Future and remaining linked to Atlético
As he's already said, Torres is desperate to keep on pulling on the red and white shirt; sooner or later, however, the time will come for him to hang up his boots. He is widely expected to continue his association with the club, and even be given a directorial role. "I have so much respect for the president we have," Torres says. "Enrique Cerezo is the only person who has always respected me, always been unwavering in his words of encouragement for me. I hope he stays for many years. I don't even want to think about the moment when I have to retire from playing. I could help the club with my experience, but hopefully that's not for a few years yet. I guess there'll be an interval between the moment I stop playing and the moment I can return to Atlético." Torres had words of praise for Jan Oblak - "I've never seen a goalkeeper like him; he's the best in the world by a distance," he declared - and Saúl Ñíguez: "He's the player with the biggest present and future in the squad. He's always taken the right steps forward as a player."

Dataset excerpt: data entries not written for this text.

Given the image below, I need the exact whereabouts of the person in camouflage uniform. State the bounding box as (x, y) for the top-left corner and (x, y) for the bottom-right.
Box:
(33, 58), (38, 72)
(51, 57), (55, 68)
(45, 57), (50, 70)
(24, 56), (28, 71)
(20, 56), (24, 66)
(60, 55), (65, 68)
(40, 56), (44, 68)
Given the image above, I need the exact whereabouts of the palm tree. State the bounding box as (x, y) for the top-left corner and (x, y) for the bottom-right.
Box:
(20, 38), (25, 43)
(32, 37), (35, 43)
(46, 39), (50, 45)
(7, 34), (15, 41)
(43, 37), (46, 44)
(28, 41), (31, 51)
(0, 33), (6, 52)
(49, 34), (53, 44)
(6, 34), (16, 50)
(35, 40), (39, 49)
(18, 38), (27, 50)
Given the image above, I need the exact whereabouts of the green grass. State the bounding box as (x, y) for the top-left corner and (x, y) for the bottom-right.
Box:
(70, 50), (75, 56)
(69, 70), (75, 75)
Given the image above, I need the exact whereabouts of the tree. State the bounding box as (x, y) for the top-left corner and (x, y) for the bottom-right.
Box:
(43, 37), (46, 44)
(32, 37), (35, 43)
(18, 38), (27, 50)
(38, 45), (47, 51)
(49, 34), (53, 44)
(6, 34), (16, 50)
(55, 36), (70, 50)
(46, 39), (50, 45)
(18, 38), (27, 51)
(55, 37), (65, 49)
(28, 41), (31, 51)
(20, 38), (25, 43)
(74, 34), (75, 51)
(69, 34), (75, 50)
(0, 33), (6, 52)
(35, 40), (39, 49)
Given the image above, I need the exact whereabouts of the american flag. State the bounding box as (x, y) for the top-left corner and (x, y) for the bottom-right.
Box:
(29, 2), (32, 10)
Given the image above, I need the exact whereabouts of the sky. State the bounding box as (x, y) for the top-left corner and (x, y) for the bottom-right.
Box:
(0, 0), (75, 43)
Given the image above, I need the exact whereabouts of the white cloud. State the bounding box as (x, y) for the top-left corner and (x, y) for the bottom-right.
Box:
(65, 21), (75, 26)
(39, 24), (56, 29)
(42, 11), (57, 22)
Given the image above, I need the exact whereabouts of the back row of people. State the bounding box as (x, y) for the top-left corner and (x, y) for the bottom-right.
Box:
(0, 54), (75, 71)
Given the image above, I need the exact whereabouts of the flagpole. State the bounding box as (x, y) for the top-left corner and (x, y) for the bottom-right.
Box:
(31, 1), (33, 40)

Luis Aragonés' impact on the young Torres
The same steps that Torres took, with one man by his side who always looked out for him: "Luis Aragonés was the key coach for me. Now, 12 years later, I get all the things that he would say to me. He almost wanted to teach me too much. Sometimes I'd think: 'What's this guy talking about!' He wanted to teach me everything at a breakneck pace, because he felt he maybe didn't have long before he left Atlético. And I actually had a tough time of it to begin with [under Aragonés], because he wouldn't pick me. I remember that he'd say to me: 'Even in the 'rondos', get yourself next to the good players.' Luis was so right: you can always learn many things from the good players, from the best players." Torres believes that "the defining goal in my career was the one I scored for Spain in Vienna [in the Euro 2008 final win over Germany]."

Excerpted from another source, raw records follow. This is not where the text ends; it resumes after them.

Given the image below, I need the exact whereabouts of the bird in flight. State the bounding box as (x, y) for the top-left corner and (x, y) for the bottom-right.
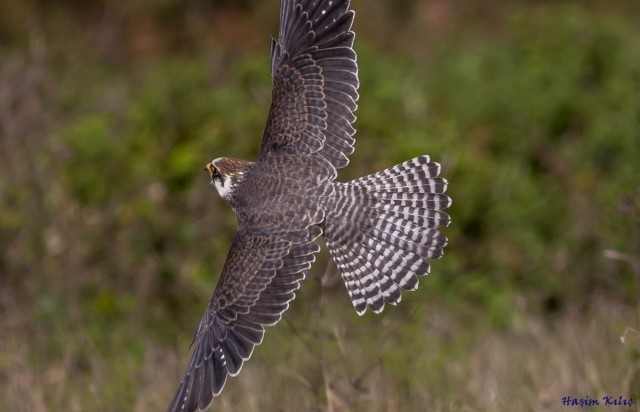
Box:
(168, 1), (451, 410)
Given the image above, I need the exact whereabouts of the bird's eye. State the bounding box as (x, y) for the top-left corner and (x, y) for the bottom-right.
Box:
(205, 163), (221, 178)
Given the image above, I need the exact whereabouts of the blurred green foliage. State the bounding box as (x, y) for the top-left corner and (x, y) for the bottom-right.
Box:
(0, 1), (639, 411)
(426, 5), (640, 311)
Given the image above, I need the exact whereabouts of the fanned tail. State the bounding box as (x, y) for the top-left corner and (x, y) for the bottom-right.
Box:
(323, 155), (451, 315)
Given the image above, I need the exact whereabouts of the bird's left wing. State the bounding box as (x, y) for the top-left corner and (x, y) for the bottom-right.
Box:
(168, 229), (319, 412)
(259, 0), (359, 170)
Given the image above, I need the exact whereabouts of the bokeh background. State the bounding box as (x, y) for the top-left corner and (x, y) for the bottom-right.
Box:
(1, 0), (639, 410)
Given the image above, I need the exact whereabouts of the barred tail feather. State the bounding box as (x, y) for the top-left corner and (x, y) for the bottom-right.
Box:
(324, 155), (451, 315)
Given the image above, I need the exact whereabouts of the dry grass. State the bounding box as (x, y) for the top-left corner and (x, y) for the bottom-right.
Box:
(2, 281), (638, 411)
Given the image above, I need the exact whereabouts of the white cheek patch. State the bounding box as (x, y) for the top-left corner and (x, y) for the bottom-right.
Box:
(213, 177), (234, 200)
(213, 179), (228, 199)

Admiration for the Premier League
Torres is passionate about the Premier League. "I love [Álvaro] Morata," he says, and declares that improvements are now being made in LaLiga that "you could already see in the Premier League ten years ago. Over there, for example, a referee who couldn't do Liverpool or Everton matches because he was from the area would come and give talks to the players about aspects of the game. He would put on videos and there'd be a debate about the incidents. Then he'd come back some time afterwards to let us know whether the things we had flagged up were to be taken into account. Over there, you don't get altercations in every single passage of play; what is seen as guile here is seen as cheating there. They'd rather lose the game than win it with cheating. And every game feels like the Champions League with the way the stadium is decked out so fantastically. I don't understand why the referees can't talk [to the players] here. I like Hawk-Eye, but not VAR [the video assistant referee system]. The game would keep on coming to a halt. In England, the media impact [that the league has] is huge; any team from the top six has the same impact in Asia or the United States as Real Madrid or Barcelona. Playing there is really special."